AV: Why are you drawn to gangster characters?

Ritchie: I think because I’ve lived in London for 40 years I’ve come in contact with all sort of nefarious characters. I don’t think it’s so much an intellectual process as it is a visceral one—for some reason I’m entertained by that world, not quite sure why that is. I suppose the film is a commentary that nefarious activity takes place at any rung on the ladder of the social spectrum. The human condition is the human condition. We’re just looking at crime from a different perspective.

AV: A lot of the movie seems to have been created in the editing room. Do you plan out all the scenes to be cross-cut in advance?

Ritchie: That’s an interesting question. Because it’s true, I don’t really know what I’m doing. But I have a sense that something can work, so I try to stick as many ideas as I can into a pot, and then I’m pretty sure that in the editing room we can make something out of that.
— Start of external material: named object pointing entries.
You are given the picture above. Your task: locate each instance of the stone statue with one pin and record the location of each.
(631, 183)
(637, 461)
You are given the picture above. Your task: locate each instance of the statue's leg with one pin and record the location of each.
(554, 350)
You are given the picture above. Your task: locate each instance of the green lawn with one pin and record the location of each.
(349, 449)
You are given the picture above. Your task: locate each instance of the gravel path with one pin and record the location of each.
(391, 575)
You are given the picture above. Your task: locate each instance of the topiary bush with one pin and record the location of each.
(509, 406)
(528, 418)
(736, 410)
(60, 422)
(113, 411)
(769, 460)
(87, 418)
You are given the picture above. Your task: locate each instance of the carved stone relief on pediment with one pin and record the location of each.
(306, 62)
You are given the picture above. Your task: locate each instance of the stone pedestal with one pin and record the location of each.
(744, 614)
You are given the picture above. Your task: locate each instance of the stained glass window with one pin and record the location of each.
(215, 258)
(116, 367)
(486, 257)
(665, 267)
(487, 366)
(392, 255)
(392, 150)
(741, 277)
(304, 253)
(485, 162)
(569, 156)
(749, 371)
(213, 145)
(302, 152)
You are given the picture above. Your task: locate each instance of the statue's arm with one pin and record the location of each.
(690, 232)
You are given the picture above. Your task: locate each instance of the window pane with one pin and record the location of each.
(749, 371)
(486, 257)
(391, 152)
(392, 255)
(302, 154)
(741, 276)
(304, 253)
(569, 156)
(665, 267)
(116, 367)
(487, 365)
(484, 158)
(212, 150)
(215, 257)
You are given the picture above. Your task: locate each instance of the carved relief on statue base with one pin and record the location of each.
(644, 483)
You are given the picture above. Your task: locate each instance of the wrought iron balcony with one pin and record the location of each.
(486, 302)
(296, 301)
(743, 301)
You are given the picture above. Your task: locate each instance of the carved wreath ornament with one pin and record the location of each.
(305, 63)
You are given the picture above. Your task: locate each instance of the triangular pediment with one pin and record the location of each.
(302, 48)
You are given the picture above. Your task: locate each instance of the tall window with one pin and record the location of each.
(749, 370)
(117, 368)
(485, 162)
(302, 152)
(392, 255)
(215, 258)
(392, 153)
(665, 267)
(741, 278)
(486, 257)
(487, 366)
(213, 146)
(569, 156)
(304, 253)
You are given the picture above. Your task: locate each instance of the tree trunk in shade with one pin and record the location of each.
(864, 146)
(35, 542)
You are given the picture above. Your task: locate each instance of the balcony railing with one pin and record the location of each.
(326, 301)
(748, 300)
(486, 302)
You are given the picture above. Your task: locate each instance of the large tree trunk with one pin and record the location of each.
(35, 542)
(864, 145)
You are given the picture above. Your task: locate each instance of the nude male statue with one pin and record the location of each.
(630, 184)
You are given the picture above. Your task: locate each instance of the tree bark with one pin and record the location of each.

This is where [producer] Joel [Silver] really came into his own. For a while there I was a bit lost. Then I showed him an early cut of the move, and he came up with five great ideas that were just what I was looking for, they did nothing but make the film tangibly entertaining. So it was a harmonious creative relationship in that respect. Joel let me get on with it until it was worth his getting involved, and when he did it was very useful.

AV: The end credits promise a sequel. Are you already working on one?

Ritchie: Sure. We had so much spillage over from the first story that rather than make a three-hour movie, we had to keep it to 1:40. But there was so much going on that Joel thought we should stick it into another film.

AV: And when will we see that?

Ritchie: As soon as you lot give me enough money to make it!